3 Comments

  1. Yeah, I’m reading it now and man, is it an ordeal. I’m finding myself just skimming through it at this point, wanting to get it down as quickly as possible; there’s so much melodramatic pose that I can’t understand what the hell is going on half the time. I’ve read books and stories from the 17-century that are easier to grasp. This book is from goddamn 1991! You’d think the authors would know about 20-century English!

    Reading this book just made me wish I were watching ‘Godzilla Vs. The Smog Monster’; it’s more entertaining and I’m able to take it just as seriously.

    1. To be fair, there are a few entertaining moments in it. You’d think that my review was an unmitigated pan, but one of the authors (on a previous version of their web sites –now offline) had managed to carefully excerpt snippets of it to make it look as if I had given it a thumbs-up.
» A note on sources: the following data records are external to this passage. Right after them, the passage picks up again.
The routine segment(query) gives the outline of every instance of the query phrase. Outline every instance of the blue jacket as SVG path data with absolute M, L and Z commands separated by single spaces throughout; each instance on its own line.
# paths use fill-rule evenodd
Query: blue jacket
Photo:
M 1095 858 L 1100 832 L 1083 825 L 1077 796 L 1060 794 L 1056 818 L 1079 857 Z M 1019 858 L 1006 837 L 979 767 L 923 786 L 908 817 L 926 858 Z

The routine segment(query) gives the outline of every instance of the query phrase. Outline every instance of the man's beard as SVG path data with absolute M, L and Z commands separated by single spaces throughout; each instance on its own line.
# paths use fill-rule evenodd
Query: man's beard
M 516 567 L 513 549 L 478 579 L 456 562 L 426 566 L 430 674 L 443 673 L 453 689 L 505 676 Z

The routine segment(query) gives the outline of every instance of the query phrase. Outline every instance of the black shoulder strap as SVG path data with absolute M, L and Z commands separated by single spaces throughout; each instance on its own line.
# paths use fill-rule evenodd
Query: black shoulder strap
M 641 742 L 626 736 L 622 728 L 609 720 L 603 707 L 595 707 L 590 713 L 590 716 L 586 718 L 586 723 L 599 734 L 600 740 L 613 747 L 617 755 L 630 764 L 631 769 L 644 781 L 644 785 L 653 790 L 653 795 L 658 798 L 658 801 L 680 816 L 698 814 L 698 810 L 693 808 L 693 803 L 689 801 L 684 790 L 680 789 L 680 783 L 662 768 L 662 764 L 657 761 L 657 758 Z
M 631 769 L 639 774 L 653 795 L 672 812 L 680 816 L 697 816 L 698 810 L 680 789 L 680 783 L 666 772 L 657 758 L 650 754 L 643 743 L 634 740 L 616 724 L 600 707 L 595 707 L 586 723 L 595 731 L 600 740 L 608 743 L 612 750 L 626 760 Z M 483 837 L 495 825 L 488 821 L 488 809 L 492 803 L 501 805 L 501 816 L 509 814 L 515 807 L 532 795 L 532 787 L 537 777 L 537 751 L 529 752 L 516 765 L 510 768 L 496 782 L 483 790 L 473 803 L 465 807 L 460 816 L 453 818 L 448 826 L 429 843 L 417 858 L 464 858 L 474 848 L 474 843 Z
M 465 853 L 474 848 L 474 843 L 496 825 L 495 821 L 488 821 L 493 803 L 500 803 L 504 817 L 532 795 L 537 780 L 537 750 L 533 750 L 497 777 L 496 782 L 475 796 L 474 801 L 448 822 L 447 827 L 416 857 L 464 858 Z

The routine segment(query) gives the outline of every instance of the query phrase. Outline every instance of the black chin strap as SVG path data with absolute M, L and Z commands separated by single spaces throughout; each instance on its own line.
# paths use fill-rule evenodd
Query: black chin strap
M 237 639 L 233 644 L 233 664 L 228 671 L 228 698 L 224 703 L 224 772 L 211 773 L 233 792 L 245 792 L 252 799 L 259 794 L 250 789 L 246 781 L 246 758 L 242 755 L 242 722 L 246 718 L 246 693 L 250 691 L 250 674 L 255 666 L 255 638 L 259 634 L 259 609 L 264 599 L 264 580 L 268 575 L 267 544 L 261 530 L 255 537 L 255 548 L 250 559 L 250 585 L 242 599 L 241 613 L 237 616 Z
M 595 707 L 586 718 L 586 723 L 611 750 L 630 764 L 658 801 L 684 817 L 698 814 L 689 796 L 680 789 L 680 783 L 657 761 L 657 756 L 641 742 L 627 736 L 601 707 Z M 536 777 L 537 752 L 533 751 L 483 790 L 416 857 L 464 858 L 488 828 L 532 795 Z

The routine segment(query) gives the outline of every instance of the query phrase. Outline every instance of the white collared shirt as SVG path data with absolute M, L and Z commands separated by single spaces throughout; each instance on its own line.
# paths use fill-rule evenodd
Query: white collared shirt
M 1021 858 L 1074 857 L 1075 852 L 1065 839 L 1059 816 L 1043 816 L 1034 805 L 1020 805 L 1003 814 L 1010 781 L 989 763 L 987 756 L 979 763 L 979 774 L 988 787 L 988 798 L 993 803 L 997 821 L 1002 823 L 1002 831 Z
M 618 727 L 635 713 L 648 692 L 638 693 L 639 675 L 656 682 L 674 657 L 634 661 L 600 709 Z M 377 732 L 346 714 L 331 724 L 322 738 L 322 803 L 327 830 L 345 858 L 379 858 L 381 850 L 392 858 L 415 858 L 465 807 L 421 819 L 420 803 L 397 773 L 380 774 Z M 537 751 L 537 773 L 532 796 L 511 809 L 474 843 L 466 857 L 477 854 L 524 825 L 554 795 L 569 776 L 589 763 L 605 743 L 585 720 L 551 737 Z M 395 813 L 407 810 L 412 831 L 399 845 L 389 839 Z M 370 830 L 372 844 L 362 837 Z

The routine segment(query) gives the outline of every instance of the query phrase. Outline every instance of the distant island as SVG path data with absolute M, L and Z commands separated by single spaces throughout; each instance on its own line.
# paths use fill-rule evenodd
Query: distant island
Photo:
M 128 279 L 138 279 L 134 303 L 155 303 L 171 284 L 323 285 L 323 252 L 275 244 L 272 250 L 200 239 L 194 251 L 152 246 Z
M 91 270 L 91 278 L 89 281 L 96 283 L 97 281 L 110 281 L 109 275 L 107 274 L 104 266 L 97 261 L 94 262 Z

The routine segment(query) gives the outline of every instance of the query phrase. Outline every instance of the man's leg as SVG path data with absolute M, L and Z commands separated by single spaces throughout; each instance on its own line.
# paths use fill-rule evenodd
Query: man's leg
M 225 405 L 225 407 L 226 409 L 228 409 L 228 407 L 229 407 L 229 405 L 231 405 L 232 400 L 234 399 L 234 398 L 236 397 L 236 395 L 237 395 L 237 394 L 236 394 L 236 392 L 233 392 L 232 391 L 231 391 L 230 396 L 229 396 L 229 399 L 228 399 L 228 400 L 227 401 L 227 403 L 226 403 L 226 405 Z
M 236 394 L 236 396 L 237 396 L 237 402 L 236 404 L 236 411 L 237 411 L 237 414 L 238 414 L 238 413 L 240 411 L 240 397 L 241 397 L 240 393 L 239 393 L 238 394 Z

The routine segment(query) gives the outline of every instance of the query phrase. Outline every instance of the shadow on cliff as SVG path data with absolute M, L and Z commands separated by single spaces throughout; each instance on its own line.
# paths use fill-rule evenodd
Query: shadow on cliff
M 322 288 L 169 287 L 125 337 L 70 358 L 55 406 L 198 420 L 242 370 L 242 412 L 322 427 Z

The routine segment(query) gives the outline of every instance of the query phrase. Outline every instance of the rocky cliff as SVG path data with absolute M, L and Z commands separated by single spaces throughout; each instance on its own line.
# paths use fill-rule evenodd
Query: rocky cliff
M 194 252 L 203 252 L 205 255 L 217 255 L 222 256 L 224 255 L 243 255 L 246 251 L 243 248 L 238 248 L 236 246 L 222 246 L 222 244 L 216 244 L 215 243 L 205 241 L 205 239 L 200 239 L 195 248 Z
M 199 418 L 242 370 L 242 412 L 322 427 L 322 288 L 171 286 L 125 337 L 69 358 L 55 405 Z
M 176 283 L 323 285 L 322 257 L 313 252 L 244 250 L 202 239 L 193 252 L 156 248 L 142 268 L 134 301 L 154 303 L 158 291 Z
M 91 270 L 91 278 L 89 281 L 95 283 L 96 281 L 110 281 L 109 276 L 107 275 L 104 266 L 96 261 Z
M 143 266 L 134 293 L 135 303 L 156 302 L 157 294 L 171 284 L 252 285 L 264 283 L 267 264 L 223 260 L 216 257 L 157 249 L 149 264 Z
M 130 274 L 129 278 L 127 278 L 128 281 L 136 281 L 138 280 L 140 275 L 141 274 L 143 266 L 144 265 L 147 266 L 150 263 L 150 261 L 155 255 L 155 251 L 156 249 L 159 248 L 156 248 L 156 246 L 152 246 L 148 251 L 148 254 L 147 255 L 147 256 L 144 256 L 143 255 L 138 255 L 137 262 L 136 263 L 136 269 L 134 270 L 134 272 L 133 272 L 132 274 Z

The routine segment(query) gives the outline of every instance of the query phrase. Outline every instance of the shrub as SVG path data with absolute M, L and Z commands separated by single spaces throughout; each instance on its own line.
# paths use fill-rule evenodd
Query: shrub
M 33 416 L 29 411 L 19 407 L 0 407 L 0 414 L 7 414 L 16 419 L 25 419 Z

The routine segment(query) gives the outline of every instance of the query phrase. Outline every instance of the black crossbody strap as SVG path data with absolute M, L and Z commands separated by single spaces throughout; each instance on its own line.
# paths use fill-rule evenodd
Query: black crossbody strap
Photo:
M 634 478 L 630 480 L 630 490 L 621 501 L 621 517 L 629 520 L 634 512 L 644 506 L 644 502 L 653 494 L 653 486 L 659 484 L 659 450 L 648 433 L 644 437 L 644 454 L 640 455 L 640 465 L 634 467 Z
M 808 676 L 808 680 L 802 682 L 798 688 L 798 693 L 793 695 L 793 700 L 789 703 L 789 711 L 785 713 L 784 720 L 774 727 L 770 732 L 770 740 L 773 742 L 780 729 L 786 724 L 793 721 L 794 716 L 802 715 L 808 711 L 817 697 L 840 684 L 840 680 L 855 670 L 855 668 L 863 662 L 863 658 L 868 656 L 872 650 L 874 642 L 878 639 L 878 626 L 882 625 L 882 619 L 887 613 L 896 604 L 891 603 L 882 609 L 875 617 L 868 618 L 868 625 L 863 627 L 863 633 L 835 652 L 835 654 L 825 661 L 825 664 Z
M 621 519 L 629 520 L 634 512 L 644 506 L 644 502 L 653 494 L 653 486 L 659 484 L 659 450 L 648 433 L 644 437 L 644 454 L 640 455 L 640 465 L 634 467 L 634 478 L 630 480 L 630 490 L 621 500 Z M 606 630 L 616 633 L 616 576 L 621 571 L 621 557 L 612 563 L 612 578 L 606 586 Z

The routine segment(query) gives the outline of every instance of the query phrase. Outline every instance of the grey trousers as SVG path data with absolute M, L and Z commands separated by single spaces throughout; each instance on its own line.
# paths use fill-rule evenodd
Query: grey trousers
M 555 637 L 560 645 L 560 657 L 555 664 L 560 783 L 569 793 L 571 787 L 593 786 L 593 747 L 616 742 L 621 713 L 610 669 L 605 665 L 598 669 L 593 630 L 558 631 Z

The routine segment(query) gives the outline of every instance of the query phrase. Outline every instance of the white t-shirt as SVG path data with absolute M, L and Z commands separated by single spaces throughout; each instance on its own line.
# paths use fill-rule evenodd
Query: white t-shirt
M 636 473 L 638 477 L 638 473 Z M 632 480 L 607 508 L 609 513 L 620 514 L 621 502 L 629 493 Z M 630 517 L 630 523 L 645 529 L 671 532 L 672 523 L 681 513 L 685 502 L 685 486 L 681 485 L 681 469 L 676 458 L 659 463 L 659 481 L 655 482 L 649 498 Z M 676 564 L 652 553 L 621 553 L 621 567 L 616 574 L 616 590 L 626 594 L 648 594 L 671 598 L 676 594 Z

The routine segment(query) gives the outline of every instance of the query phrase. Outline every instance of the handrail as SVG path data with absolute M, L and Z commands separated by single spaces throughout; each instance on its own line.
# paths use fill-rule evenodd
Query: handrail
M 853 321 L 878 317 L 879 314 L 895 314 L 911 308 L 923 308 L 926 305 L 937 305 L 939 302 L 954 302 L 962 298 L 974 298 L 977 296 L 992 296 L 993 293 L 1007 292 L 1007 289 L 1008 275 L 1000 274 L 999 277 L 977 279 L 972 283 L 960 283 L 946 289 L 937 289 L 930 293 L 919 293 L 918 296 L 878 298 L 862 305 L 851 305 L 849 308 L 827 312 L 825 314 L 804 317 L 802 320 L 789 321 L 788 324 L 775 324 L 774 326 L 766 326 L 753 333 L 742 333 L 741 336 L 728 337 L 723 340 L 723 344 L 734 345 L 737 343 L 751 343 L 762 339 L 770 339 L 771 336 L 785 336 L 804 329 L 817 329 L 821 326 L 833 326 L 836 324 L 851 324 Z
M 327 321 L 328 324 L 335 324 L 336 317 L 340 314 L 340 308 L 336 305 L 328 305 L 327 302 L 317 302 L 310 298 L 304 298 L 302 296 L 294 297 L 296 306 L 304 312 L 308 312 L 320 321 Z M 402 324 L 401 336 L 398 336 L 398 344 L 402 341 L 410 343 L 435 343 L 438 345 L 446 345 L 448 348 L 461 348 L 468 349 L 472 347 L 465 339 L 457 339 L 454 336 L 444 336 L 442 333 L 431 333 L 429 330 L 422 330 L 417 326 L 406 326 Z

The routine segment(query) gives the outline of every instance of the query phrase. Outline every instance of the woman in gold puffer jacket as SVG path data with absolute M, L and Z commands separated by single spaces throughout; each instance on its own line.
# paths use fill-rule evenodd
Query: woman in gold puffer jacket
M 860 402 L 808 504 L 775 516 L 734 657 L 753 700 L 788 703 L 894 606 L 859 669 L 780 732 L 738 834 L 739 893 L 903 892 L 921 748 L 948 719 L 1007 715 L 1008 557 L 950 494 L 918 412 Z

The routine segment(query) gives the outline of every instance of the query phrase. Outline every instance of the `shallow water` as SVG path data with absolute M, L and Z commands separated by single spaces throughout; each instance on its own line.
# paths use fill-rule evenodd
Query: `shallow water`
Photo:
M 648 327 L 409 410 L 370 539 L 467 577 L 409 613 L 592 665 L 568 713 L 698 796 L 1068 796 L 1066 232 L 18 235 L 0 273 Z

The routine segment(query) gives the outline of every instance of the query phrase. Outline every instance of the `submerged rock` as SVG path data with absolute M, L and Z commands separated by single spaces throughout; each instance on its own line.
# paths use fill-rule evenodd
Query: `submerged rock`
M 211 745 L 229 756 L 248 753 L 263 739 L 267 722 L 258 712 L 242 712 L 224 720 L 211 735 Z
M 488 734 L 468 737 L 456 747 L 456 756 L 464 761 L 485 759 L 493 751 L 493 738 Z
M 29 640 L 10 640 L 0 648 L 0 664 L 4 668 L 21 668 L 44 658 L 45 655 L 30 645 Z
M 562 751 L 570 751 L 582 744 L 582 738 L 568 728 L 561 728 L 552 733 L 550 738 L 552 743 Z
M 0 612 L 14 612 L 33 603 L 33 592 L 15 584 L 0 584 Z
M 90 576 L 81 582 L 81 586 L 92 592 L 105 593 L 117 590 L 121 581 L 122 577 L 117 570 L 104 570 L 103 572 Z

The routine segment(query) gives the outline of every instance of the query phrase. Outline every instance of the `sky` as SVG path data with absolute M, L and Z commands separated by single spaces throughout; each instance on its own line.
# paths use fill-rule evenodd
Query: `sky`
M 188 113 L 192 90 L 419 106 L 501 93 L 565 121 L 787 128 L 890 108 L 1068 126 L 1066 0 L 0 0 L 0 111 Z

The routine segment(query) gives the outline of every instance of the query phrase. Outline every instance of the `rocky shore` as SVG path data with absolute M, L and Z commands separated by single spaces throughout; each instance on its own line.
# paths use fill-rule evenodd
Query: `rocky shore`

It was an admirable lesson in selective editing from a pro writer, and I’m sorry to see that it’s now gone from the Internet.

    2. This is among my scariest five books I’ve ever read. The first time I experienced it I couldn’t sleep for a week. Climate change doesn’t hold a candle to a toxic waste monster that destroys the world in a week. The scariest thing is that the basic premise is true: people dump poison everywhere — it could bite off your ass a hell of a lot worse than a glacier that might melt a bit over thirty years. Excellent horror, almost too well-to-do eat your heart out, Greta.